Maximum Likelihood Estimation

The likelihood function, MLE derivation, Fisher information, and asymptotic normality

1. Introduction

Maximum Likelihood Estimation is the workhorse of parametric statistics. The core idea is simple: given observed data, find the parameter value that makes the data most probable.

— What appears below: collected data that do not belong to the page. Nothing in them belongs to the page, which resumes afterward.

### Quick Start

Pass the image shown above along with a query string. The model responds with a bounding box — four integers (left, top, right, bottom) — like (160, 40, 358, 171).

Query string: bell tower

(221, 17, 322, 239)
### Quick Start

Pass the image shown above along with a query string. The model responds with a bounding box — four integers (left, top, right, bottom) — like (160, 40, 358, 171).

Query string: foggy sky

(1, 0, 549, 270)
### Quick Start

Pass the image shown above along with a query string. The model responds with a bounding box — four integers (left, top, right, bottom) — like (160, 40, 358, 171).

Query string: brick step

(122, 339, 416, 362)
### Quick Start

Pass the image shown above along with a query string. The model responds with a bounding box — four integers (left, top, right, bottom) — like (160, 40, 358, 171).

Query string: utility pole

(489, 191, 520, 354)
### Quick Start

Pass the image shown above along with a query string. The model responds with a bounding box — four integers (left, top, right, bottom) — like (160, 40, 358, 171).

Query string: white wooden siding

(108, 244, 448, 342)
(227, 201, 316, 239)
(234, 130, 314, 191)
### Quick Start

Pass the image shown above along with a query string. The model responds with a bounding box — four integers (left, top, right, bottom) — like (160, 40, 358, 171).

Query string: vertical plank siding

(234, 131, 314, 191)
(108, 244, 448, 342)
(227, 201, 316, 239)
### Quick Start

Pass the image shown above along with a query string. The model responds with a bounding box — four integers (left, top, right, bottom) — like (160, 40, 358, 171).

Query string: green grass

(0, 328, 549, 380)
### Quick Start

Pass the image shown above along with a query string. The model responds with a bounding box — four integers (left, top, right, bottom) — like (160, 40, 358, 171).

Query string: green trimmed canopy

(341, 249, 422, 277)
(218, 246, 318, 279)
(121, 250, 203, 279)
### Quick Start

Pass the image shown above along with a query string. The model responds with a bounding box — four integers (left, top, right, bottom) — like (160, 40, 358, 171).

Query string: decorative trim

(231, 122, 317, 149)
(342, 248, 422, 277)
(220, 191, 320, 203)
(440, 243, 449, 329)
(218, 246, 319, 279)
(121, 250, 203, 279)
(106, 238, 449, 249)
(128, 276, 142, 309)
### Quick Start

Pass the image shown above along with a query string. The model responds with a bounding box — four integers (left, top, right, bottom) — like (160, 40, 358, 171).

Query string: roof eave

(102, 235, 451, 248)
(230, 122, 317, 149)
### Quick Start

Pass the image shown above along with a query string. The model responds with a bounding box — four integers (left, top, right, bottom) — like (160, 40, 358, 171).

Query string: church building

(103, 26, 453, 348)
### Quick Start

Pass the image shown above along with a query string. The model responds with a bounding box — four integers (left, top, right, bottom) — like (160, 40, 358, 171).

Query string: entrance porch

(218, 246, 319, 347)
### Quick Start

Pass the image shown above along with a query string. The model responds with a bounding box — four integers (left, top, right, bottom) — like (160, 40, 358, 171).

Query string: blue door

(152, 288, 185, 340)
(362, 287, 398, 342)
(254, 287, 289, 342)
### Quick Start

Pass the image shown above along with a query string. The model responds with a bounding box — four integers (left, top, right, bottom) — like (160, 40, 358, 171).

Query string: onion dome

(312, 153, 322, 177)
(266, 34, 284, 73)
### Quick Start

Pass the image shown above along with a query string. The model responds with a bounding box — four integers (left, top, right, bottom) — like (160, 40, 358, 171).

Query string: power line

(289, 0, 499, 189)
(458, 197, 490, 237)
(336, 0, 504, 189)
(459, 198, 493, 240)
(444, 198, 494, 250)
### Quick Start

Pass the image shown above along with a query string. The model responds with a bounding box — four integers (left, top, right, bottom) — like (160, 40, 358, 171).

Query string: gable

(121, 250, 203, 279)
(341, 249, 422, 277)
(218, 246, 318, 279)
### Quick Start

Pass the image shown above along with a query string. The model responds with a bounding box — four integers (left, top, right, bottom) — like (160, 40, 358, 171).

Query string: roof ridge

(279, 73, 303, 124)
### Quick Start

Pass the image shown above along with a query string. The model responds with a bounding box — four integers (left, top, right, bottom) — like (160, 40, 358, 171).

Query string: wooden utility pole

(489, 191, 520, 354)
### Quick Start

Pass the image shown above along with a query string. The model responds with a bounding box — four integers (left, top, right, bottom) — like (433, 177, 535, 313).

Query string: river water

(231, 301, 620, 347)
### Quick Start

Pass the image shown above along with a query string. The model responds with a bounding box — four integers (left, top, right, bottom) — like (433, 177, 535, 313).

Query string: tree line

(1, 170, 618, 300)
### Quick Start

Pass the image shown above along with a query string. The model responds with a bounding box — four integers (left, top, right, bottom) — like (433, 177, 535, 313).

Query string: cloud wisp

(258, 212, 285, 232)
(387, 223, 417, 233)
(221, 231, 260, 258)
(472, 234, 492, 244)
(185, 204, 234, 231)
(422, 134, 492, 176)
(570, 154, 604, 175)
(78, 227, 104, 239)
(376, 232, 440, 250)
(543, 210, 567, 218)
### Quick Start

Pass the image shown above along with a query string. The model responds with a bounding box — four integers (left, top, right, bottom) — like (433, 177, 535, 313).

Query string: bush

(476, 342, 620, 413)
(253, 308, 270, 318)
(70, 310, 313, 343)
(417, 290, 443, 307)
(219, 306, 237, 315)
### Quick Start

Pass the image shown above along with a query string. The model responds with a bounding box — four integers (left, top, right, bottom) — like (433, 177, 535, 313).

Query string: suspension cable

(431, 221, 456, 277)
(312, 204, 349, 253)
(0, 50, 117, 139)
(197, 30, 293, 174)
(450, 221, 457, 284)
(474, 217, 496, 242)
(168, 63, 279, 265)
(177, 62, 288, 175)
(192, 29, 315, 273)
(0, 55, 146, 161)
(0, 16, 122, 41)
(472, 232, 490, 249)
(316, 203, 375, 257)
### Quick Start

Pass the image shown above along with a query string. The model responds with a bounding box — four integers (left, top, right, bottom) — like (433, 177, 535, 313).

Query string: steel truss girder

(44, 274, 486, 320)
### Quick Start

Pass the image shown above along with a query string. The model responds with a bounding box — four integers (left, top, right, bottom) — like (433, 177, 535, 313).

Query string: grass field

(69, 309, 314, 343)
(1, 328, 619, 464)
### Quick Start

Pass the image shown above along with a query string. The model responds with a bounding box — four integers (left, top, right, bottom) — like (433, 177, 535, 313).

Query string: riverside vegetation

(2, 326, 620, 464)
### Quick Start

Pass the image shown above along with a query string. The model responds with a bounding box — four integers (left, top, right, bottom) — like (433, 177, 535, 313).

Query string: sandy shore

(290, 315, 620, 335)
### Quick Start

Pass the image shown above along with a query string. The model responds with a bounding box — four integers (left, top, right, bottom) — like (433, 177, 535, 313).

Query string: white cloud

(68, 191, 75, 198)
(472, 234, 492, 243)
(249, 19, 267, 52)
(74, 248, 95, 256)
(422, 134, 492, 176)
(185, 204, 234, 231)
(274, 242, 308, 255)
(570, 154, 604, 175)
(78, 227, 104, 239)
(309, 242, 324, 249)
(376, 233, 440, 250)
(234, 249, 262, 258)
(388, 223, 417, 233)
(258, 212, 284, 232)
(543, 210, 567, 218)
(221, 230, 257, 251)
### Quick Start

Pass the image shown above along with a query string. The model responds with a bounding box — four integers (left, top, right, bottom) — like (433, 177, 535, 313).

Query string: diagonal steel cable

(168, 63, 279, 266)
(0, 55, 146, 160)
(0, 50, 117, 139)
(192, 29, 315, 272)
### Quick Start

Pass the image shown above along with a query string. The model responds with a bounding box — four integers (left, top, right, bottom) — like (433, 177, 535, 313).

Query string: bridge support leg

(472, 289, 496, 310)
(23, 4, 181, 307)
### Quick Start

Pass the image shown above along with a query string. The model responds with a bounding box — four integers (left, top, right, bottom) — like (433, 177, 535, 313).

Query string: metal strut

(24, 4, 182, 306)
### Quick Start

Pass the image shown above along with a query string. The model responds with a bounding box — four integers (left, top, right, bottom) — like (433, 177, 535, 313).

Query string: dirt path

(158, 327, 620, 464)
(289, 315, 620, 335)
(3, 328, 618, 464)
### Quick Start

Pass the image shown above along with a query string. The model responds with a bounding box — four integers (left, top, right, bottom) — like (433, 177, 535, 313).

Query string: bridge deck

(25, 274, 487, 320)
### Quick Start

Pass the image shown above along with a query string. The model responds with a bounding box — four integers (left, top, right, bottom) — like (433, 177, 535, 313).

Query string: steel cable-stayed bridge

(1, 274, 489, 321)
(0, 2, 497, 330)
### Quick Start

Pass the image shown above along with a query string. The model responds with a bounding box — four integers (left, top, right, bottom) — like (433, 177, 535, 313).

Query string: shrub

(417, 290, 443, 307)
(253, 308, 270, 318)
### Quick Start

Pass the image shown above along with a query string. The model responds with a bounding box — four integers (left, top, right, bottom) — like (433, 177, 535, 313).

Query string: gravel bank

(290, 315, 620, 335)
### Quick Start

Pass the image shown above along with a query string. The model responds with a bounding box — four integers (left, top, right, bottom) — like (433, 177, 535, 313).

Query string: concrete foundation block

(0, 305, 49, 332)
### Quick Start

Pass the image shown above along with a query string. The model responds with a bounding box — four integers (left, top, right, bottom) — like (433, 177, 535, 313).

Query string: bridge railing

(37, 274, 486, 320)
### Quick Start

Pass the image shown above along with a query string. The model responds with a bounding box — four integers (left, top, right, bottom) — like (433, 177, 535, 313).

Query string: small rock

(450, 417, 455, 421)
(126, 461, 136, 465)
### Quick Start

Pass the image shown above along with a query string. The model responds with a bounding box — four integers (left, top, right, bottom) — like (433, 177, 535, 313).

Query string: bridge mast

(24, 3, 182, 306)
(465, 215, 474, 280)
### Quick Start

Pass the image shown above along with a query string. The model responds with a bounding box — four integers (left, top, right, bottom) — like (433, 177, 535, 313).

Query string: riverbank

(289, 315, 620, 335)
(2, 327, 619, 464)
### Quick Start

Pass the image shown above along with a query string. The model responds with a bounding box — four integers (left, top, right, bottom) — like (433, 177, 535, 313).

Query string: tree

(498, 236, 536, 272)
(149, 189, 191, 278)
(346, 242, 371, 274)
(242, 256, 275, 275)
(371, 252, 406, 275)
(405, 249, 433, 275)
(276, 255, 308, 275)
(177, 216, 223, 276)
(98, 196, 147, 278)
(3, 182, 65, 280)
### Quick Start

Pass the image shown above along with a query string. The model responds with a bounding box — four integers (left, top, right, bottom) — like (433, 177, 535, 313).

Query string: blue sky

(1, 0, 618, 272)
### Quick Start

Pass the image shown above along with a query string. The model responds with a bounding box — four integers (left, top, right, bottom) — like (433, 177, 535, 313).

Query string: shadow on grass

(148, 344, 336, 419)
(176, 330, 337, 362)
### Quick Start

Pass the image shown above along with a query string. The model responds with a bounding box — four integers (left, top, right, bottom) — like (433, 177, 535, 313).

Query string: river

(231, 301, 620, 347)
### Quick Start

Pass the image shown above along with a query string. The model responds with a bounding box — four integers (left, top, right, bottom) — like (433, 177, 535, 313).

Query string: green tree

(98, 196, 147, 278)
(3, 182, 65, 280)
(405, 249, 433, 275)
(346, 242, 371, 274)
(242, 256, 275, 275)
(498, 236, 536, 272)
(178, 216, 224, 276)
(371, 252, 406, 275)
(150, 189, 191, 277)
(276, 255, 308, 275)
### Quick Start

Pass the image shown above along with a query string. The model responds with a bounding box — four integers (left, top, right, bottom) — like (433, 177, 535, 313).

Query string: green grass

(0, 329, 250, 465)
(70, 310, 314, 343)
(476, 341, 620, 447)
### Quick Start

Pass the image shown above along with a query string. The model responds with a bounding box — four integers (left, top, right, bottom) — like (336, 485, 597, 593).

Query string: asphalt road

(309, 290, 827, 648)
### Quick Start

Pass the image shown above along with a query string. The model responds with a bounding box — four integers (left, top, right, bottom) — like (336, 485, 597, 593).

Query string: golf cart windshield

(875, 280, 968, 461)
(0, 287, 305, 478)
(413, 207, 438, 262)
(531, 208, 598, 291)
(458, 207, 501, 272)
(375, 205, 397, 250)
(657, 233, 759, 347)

Despite this simplicity, MLE has deep theoretical guarantees — it is consistent, asymptotically normal, and achieves the Cramér-Rao lower bound in large samples.

2. The Likelihood Function

Discrete Case

The likelihood of the model given sample \(x_1, \ldots, x_n\):

\[L_n(x_1,\ldots,x_n;\theta) = \prod_{i=1}^n \mathbb{P}_\theta[X_i = x_i]\]

Continuous Case

When \(\mathbb{P}_\theta\) has density \(f_\theta\):

\[L(x_1,\ldots,x_n;\theta) = \prod_{i=1}^n f_\theta(x_i)\]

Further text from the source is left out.